Both of these conversations have their place. But neither one starts in the right place.
What We Ask First
Before we talk about investments or fees, we ask a different question.
Where is your money going right now that you do not know about?
Most people are losing money quietly and consistently through decisions they made without realizing the full cost. Insurance structures that are not working as hard as they should. Loan arrangements that transfer wealth out of your economy month after month. Retirement plan contributions made before the foundation beneath them was solid. Tax exposure that was never addressed because nobody thought to look.
We call these wealth transfers. They are not dramatic. They do not show up as losses on a statement. They simply represent money that left your economy and never came back, money that can no longer build wealth, fund retirement or support the life you are working toward.
Finding them is where we start. Every time.
Why This Changes Everything
When you stop a wealth transfer, you do not just save money. You recover dollars that were never part of your original plan. Dollars you had already mentally spent or written off.
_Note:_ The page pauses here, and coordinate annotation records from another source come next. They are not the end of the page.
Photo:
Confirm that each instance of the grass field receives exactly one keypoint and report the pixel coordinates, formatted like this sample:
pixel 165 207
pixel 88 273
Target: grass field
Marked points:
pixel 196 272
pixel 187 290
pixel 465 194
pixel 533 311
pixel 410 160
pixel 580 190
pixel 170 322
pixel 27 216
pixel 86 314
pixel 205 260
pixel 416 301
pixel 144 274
That changes how you think about what to do with them.
Because these funds were not factored into your existing lifestyle, there is no pressure to put them at unnecessary risk to make up for lost ground. They can be redirected thoughtfully, toward building a more secure foundation, toward promise-based income for retirement, toward the future you actually want rather than the one you defaulted into.
This is what prevention looks like in financial planning. Not reacting to losses after they happen. Stopping them before they do.
What to Look for in an Advisor
The right advisor does not lead with a product. They lead with awareness.
They take the time to understand your full financial picture before recommending anything. They can explain clearly why each decision is being made and where it fits in the sequence of your overall plan. They measure success not just by what your portfolio returns but by how much of your financial life is protected, structured and working in the right order.
And they start by finding what is leaving your economy before they talk about what to add to it.
That is the Cook Pierce approach. It is not the industry standard. We think it should be.